En su recopilación de reflexiones, filias y fobias Agua y jabón, la periodista Marta D. Riezu explica que el origen cultural de esta tendencia tiene las raíces muy asentadas en nuestra cultura: “En España existe un auténtico culto a la acumulación de chorradas, algo lógico en un país que ha conocido la miseria. La apertura de los ‘Todo a cien’ fue nuestro gran salto adelante hacia esa desconocida: la abundancia. De tener poco y malo pasamos a tener mucho y malo”. Con el transcurso de los años me ha pasado algo parecido con las relaciones —es mejor tener pocas y buenas que infinitas y superficiales—. Durante mucho tiempo quise aumentar mis círculos sociales lo máximo posible, y acumular amistades, amoríos y nuevos conocidos. La expansión constante me parecía la forma más natural de evolución, con la emoción ante todas esas personas que todavía no conocía. Y aunque hoy vivir en Nueva York, una ciudad de renovación interminable, alimenta y sacia esa ansia de novedad, cada vez valoro más las relaciones que sobreviven a ciudades, etapas y momentos vitales.

Pienso en el mensaje que me mandó Ana, amiga incondicional, justo después de uno de nuestros últimos encuentros, diciéndome que hace 25 años que nos conocemos. Sobre el papel, no podemos tener menos en común en esta fase de nuestras vidas. Y, sin embargo, es la pared de ping-pong contra la que reboto ideas, consejera fiel y a ratos memoria histórica. Y aunque llegan nuevas amistades, que me despiertan la emoción de poder elegir qué versión de mí misma voy a ser esta vez, hay algo único en cuidar y sostener algo durante tantos años. Los anglosajones, que siempre tienen expresiones que suenan acertadas, lo llaman quality over quantity.

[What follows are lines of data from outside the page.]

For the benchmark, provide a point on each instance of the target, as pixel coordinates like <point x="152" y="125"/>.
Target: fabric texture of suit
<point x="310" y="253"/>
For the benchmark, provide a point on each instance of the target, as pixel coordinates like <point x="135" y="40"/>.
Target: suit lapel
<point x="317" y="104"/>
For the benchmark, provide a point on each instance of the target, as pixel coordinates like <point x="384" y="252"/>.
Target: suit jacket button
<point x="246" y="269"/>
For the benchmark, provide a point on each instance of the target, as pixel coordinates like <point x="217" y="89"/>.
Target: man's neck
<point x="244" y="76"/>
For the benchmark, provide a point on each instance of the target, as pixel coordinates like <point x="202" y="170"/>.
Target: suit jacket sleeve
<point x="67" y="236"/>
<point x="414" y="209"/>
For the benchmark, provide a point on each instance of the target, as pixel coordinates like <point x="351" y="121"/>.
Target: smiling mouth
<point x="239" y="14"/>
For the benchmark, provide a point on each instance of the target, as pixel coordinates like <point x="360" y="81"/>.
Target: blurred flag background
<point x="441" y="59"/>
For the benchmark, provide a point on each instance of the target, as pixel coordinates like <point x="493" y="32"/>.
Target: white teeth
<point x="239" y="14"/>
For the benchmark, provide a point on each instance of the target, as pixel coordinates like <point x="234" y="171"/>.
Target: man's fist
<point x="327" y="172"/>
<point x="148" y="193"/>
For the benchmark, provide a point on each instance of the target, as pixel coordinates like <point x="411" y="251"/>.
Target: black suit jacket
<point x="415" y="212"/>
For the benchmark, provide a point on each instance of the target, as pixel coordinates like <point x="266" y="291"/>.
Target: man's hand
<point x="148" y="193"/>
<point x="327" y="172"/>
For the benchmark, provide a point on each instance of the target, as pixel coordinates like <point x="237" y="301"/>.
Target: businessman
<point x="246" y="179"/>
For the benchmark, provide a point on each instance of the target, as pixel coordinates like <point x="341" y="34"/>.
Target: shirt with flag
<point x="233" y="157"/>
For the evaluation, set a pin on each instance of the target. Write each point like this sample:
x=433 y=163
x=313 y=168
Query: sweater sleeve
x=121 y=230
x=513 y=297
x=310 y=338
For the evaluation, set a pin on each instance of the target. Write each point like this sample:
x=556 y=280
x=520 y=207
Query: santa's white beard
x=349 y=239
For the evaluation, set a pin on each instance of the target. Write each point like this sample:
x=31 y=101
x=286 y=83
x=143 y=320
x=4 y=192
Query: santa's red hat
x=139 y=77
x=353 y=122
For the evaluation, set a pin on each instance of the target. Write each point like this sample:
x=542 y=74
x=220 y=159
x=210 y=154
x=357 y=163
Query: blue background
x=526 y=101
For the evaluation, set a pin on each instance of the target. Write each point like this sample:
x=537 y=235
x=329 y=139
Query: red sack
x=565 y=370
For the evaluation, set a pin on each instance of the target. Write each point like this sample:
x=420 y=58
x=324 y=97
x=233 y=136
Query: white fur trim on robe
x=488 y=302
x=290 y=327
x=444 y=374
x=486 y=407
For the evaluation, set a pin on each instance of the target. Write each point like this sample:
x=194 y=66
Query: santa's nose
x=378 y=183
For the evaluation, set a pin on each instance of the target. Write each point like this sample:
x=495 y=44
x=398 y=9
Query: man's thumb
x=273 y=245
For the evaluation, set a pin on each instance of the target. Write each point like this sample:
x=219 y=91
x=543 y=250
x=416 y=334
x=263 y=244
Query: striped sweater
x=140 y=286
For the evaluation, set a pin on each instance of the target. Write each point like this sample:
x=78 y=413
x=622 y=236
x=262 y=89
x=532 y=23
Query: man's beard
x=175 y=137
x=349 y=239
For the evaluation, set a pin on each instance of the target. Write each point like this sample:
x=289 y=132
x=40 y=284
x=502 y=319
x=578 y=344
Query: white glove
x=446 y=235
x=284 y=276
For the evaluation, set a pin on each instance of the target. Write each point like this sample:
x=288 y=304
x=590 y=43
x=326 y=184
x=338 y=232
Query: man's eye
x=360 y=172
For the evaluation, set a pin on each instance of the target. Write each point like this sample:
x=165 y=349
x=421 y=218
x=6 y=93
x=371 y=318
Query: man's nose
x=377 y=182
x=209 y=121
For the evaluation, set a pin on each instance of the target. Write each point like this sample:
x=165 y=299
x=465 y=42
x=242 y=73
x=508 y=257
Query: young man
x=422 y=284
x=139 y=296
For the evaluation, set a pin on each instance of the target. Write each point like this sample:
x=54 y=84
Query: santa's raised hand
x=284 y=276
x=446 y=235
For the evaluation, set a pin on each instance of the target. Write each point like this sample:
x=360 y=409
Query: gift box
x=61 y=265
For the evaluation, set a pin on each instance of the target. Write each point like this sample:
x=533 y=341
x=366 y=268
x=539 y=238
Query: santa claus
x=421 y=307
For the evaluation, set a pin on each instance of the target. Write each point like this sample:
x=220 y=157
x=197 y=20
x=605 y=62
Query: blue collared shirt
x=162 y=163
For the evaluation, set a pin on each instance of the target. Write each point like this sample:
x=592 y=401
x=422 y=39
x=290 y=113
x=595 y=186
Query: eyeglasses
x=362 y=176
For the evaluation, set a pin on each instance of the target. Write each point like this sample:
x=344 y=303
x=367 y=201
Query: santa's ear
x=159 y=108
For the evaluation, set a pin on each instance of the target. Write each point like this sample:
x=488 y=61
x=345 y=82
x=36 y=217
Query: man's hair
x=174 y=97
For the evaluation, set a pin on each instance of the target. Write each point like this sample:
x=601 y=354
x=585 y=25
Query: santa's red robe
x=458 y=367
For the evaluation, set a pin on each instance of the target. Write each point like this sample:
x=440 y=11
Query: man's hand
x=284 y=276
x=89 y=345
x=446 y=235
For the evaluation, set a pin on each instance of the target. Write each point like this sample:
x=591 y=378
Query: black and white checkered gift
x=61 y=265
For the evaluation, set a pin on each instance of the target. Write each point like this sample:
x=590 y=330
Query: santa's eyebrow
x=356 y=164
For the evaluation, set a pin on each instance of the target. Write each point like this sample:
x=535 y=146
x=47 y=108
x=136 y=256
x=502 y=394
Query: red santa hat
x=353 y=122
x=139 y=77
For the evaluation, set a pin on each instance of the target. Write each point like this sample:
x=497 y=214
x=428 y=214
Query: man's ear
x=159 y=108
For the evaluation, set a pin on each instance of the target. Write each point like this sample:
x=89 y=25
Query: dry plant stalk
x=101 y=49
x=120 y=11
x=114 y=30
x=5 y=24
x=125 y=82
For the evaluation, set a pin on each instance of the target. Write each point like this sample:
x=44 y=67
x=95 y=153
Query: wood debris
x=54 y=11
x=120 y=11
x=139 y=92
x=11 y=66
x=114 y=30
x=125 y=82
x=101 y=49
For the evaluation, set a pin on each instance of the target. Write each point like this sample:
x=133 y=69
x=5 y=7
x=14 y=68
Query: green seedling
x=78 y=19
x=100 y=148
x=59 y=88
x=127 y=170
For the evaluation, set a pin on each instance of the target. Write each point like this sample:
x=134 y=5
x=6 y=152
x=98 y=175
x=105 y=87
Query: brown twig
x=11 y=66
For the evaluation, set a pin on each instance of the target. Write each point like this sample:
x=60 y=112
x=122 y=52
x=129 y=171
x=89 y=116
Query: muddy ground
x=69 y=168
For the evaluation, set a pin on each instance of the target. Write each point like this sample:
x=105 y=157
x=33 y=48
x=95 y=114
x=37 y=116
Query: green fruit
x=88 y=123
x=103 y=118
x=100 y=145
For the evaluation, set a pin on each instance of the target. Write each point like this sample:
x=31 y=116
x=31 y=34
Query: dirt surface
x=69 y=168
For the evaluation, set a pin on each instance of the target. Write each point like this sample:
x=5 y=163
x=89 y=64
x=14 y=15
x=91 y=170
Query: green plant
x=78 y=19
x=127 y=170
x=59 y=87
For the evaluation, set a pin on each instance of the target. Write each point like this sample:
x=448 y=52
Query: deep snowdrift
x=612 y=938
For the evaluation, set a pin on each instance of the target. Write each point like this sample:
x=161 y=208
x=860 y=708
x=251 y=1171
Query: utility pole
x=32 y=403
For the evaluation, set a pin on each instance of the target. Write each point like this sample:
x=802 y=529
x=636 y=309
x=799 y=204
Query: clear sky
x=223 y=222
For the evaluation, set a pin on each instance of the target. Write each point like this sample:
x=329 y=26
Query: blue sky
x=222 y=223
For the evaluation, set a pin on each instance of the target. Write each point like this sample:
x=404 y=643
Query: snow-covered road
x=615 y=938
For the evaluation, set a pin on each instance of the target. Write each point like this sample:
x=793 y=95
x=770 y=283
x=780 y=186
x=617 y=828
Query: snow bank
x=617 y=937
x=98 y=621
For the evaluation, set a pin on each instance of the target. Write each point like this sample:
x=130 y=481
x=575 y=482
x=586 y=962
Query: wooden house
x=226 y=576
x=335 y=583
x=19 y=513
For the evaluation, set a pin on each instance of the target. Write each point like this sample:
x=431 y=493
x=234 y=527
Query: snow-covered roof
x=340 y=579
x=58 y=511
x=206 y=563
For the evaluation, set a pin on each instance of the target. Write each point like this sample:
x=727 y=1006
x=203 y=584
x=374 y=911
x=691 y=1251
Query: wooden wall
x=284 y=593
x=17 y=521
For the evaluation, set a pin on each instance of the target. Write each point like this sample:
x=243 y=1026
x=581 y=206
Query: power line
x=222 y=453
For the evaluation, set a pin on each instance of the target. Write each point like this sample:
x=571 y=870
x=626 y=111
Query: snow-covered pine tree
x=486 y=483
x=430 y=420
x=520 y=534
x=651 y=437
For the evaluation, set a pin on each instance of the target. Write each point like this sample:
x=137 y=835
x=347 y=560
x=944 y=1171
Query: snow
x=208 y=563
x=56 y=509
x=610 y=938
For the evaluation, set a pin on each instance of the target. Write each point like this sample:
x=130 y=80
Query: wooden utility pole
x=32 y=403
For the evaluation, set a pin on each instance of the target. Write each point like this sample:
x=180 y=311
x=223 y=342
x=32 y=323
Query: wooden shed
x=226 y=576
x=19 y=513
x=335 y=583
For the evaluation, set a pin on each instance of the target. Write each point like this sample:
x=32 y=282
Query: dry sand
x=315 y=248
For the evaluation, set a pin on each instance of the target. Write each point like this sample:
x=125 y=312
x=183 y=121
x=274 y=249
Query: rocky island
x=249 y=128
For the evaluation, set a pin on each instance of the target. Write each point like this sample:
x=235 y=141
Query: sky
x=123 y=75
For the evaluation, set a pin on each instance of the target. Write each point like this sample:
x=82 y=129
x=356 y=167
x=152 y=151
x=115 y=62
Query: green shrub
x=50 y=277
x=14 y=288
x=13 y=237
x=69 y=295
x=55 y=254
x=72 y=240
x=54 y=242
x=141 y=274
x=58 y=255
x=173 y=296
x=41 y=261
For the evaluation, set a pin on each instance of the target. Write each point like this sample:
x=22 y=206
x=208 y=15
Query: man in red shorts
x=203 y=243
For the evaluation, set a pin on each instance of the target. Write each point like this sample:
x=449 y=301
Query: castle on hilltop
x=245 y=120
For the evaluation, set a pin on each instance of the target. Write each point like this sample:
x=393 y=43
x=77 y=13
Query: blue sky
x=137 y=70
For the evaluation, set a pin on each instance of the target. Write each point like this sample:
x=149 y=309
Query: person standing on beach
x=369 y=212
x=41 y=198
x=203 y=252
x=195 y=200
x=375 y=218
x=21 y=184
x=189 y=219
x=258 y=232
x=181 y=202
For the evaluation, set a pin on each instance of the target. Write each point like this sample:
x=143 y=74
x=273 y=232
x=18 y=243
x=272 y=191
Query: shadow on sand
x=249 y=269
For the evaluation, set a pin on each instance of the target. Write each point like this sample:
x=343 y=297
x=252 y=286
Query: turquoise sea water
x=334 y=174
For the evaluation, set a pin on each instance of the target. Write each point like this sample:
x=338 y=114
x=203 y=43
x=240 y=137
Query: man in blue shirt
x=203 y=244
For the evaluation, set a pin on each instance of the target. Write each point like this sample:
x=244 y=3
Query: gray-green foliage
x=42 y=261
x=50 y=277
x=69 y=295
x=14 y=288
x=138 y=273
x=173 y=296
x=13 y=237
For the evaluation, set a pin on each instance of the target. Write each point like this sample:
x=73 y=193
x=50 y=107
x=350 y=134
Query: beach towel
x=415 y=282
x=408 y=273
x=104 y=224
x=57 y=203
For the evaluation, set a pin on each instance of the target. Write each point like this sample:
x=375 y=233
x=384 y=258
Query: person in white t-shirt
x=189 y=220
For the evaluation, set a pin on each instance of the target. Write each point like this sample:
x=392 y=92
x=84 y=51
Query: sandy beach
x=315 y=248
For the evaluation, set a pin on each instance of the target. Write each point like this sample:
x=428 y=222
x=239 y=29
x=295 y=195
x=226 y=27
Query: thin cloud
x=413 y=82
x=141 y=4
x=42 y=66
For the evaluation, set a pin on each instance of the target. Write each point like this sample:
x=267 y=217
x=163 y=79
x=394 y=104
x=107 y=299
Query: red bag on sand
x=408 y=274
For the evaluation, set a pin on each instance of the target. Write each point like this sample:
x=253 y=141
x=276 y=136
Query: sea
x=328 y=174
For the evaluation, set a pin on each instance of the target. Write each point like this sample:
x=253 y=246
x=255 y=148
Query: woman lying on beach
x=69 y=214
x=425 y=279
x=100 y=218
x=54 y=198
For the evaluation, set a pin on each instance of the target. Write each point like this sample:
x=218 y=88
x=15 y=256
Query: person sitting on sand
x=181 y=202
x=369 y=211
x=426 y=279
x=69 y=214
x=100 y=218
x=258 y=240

En su manifiesto Cómo no hacer nada, la escritora Jenny Odell explica que nuestra idea de productividad está vinculada siempre a la innovación. Como sociedad, no tendemos a ver el mantenimiento y el cuidado de las cosas como algo productivo, escribe la autora. Vivimos en una cultura que empuja a la novedad y al crecimiento por encima de lo cíclico o la regeneración, y que eso hace que desdeñemos todo lo que no es novedoso. Yo estoy en la ciudad que precisamente representa la mutación constante, esa fascinación por la productividad contra la que lucha Odell, donde todo cambia sin cesar. Pestañeas y el restaurante de barrio o la vieja lavandería de la esquina han sido derruidos para construir un edificio de apartamentos de lujo. Pero este luto por todas las cosas que no serán durables hace que aprecie mucho más las que milagrosamente lo son. Hace poco fui a una reunión y alguien me hizo un comentario sobre el vestido que llevaba, y contesté asombrada que lo había comprado para mi primera feria del libro de Frankfurt, hace ya bastantes años. Y con esa misma sorpresa y vértigo releo el mensaje de Ana, pensando que ojalá hubiese más prendas y amistades que sobrevivan 25 años.